En revanche, l'article 2-2 exclut les " actions coercitives ", c'est-à-dire les opérations fondées en tout ou partie sur le chapitre VII et dans le cadre desquelles " du personnel est engagé comme combattant contre des forces armées organisées ". Dans cet esprit, des interventions comme " Tempête du désert " ou l'opération Alba (force de protection de 6000 hommes déployée entre avril et août 1997 en Albanie) sont exclues du champ d'application de la convention, au profit du droit des conflits armés internationaux.

La rédaction de l'article 2-2 ne résout donc pas les difficultés posées par les opérations hybrides , auxquelles participent des personnes intervenant à titre militaire et humanitaire . Ces personnes seraient-elles exclues de la protection liée à l'application de la présente convention, dès lors qu'elles interviennent en vertu d'une mission intégrant des éléments du chapitre VII ?

. On peut, de surcroît, s'interroger sur la pertinence de la condition relative au " risque exceptionnel " (défini par l'article 1 er c/ii) induit par une opération : il paraît difficile, en effet, pour le Secrétaire général des Nations unies, de requérir de l'Assemblée générale ou du Conseil de sécurité l'existence d'un risque exceptionnel pour la sécurité du personnel des Nations unies dans une région du monde donnée, compte tenu des pressions susceptibles d'être exercées par de nombreux Etats pour éviter une telle déclaration 12( * ) .
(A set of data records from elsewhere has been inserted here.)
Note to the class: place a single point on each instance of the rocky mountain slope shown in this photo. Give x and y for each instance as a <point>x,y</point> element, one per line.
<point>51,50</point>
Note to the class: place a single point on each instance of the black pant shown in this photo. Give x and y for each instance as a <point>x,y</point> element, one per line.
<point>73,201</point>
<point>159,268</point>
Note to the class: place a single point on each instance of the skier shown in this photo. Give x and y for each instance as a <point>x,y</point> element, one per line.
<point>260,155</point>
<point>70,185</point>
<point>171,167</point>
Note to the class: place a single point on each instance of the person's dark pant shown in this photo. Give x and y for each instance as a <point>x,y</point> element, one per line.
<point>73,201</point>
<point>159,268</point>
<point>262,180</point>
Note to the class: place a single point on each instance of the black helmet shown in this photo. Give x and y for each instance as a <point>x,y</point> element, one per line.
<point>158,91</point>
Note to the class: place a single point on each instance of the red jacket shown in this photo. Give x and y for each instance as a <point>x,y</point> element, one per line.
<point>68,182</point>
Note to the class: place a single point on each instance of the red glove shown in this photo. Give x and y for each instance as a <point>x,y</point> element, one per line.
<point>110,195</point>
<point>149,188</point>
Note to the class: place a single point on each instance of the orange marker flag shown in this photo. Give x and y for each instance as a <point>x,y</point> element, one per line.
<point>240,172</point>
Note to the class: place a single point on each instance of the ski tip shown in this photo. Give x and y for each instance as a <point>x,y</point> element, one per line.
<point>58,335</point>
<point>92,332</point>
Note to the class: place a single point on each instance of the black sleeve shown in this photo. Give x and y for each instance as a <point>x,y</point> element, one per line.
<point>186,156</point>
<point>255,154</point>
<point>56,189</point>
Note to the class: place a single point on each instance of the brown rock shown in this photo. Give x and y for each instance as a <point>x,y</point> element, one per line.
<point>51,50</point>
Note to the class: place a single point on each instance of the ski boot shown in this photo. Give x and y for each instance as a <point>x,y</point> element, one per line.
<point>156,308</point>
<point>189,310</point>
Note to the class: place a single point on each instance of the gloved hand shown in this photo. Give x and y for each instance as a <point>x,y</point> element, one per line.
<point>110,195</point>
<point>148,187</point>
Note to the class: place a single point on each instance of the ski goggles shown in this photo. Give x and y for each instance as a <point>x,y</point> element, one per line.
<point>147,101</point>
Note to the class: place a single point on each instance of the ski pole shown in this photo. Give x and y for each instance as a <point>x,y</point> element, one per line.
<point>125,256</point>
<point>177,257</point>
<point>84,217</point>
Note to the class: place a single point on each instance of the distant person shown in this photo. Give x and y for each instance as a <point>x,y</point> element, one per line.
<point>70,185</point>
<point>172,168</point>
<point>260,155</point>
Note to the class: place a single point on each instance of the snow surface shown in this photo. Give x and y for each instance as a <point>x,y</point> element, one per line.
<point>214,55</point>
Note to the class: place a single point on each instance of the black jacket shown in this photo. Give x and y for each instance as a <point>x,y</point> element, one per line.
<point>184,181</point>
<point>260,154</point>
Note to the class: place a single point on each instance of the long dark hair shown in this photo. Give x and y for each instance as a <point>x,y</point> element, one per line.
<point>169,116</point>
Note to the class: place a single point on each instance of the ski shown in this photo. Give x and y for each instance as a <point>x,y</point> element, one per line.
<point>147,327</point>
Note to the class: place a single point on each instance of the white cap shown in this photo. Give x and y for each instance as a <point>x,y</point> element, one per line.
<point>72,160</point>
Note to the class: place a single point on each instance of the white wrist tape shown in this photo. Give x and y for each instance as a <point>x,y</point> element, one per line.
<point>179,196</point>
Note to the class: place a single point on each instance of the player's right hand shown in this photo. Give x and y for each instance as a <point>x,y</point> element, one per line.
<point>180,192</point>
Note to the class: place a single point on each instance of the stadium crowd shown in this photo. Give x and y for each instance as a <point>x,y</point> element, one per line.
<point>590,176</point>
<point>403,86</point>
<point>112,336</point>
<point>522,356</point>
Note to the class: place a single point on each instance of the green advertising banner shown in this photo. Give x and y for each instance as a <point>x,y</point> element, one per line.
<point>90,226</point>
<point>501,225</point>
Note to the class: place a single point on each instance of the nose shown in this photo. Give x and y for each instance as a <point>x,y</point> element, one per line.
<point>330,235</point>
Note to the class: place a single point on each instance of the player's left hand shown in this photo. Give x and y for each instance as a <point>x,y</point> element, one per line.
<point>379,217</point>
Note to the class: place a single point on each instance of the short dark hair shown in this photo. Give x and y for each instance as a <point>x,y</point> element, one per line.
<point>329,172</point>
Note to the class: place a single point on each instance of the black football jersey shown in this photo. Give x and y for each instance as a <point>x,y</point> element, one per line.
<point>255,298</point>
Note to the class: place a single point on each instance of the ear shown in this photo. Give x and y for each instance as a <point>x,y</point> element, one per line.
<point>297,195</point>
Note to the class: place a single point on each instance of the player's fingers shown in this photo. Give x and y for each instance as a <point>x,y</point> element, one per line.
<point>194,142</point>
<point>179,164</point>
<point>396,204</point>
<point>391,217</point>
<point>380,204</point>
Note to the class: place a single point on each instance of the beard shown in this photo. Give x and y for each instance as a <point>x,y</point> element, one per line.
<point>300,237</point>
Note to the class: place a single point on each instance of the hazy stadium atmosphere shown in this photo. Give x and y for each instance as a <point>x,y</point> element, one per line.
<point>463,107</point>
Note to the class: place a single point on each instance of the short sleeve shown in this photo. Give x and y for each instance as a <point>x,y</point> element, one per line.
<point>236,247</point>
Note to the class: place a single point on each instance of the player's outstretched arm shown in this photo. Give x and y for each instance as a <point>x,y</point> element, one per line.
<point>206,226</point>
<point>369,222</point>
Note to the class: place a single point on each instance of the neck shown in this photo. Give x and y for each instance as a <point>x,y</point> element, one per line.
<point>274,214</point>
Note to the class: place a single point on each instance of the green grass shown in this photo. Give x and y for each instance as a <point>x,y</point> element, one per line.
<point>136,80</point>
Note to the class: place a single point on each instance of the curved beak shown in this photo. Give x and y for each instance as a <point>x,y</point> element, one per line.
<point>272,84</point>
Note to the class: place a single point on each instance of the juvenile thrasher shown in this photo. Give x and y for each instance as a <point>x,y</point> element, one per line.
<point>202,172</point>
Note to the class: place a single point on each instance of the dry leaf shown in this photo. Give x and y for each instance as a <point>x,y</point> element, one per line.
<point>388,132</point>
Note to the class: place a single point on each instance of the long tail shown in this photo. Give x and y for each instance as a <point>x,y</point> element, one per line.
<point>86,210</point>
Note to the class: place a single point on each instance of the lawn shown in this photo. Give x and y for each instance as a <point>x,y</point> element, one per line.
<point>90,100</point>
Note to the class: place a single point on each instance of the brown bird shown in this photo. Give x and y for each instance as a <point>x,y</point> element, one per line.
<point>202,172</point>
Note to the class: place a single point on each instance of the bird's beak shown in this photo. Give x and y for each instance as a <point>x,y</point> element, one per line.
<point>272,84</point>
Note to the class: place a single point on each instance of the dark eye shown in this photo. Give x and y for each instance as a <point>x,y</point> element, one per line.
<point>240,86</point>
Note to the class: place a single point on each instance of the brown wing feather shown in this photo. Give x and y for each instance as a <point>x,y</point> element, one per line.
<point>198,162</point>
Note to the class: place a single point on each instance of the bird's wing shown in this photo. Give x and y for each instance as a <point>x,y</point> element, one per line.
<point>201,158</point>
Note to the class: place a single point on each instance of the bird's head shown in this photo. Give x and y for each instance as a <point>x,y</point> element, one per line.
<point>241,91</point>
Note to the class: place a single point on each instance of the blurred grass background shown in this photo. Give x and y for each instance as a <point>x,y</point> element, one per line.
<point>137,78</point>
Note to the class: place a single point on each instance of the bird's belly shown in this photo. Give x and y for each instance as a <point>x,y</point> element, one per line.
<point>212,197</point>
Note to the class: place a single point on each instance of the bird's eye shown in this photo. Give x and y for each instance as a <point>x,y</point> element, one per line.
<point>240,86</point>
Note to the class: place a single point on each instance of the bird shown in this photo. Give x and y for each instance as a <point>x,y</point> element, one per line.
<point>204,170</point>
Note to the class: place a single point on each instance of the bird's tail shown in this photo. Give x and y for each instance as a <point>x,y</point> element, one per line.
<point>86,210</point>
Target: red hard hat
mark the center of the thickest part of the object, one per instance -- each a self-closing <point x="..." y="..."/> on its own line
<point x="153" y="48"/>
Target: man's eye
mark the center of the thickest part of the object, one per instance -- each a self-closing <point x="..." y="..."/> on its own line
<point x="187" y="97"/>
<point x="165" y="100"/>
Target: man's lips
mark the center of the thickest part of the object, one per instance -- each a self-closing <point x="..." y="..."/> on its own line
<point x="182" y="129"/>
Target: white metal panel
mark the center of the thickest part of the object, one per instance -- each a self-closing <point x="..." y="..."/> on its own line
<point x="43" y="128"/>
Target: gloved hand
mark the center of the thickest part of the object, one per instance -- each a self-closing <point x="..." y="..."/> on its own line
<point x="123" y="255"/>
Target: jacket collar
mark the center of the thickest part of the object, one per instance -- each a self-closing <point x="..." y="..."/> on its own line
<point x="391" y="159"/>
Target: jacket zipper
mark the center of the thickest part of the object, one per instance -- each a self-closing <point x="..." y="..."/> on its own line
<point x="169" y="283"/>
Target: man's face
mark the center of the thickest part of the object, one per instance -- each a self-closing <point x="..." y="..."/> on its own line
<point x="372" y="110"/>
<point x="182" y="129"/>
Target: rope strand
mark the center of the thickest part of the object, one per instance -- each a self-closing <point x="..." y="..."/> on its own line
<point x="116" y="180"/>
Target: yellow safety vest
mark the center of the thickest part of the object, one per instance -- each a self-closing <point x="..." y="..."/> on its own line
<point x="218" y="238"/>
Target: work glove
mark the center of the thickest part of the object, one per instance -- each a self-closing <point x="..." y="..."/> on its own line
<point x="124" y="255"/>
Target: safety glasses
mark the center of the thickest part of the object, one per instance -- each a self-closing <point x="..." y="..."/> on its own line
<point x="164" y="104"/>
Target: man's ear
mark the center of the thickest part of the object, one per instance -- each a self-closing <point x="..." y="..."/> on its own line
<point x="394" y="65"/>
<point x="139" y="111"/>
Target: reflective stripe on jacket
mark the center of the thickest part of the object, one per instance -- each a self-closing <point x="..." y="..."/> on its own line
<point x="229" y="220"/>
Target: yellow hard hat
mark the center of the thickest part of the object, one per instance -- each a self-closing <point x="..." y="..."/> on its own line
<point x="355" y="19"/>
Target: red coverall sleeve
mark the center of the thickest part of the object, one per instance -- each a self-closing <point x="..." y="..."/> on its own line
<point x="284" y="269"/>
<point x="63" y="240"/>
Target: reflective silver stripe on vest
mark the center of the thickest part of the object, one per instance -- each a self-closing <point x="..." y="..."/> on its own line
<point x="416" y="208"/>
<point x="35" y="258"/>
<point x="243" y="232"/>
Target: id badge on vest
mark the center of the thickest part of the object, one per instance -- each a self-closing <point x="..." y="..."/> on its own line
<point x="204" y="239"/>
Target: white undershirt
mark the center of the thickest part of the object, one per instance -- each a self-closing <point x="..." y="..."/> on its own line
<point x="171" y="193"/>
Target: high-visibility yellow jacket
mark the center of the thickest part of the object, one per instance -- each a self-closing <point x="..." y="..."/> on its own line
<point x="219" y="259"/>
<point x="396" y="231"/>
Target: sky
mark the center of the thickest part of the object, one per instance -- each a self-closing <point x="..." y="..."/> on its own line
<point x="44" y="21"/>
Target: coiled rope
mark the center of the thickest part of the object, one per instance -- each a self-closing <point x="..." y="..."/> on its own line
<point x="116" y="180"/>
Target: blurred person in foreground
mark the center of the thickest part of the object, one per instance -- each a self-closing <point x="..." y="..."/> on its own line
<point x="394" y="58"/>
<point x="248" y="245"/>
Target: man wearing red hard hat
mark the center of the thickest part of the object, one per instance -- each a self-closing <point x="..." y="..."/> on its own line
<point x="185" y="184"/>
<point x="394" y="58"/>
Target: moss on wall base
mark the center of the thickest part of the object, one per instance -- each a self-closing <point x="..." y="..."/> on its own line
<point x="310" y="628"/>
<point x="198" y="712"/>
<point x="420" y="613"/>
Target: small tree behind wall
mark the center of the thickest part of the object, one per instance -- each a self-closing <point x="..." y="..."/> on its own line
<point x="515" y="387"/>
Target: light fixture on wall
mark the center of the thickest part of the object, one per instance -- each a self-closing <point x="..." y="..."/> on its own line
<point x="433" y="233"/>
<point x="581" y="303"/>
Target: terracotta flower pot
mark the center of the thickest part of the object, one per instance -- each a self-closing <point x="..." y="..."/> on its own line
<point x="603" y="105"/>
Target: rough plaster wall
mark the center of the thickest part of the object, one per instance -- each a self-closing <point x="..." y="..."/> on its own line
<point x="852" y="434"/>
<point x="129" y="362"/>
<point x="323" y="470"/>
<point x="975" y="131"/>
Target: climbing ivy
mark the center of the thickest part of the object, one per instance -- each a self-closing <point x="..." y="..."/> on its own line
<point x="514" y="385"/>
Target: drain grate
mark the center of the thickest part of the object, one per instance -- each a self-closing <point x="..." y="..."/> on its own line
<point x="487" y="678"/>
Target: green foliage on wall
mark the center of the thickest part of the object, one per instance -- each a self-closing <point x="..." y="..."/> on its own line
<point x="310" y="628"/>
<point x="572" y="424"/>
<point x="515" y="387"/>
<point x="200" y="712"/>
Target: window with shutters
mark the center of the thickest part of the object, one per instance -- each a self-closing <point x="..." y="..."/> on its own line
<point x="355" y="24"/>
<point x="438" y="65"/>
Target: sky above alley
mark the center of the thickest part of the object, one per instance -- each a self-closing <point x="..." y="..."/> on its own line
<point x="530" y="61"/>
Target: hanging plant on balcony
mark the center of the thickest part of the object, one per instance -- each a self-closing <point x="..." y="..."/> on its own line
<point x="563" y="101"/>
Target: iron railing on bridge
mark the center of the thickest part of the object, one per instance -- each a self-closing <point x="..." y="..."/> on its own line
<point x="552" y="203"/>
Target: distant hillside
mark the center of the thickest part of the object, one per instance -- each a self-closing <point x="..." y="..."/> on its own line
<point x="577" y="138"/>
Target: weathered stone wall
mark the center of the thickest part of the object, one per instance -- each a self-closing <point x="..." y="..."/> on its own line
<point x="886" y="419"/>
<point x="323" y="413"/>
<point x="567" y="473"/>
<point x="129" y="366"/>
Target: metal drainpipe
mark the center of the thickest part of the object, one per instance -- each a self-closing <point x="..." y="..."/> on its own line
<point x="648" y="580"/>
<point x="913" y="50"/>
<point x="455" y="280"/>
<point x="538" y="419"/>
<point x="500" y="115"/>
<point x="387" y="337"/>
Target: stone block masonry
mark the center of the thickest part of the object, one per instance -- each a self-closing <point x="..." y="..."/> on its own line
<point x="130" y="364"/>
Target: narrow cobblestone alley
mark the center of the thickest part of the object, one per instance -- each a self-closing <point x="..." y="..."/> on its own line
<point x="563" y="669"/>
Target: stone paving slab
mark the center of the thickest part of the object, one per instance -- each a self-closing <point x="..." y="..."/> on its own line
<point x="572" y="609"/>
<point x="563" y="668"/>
. Enfin, il convient de rappeler que l'application de la présente convention paraît supposer l'existence préalable d'une opération des Nations unies. Ainsi l'enlèvement de M. Vincent Cochetel, qui dirigeait le bureau du Haut commissariat de l'ONU aux réfugiés à Vladikavkaz, n'aurait pas été intégré dans le champ d'application de la convention, car il n'existe pas d'opération des Nations unies en Ossétie du Nord (Fédération de Russie), et que, par ailleurs, le Caucase n'est pas classé parmi les régions du monde induisant un " risque exceptionnel " pour les personnels qui y sont engagés.

. Enfin, on constate quelques ambiguïtés terminologiques dans les définitions des opérations onusiennes proposées par les articles 1 er et 2 de la présente convention. L'article 1 er renvoie ainsi aux opérations " établies " par un organe compétent de l'ONU, alors que l'article 2 exclut les opérations " autorisées par le Conseil de sécurité " en tant qu'actions coercitives fondées sur le chapitre VII de la Charte des Nations unies. Il convient probablement de voir dans ces contradictions apparentes l'une des conséquences de la précipitation dans laquelle a été négociée la présente convention, plutôt que d'en chercher une signification susceptible de compliquer l'application de celle-ci.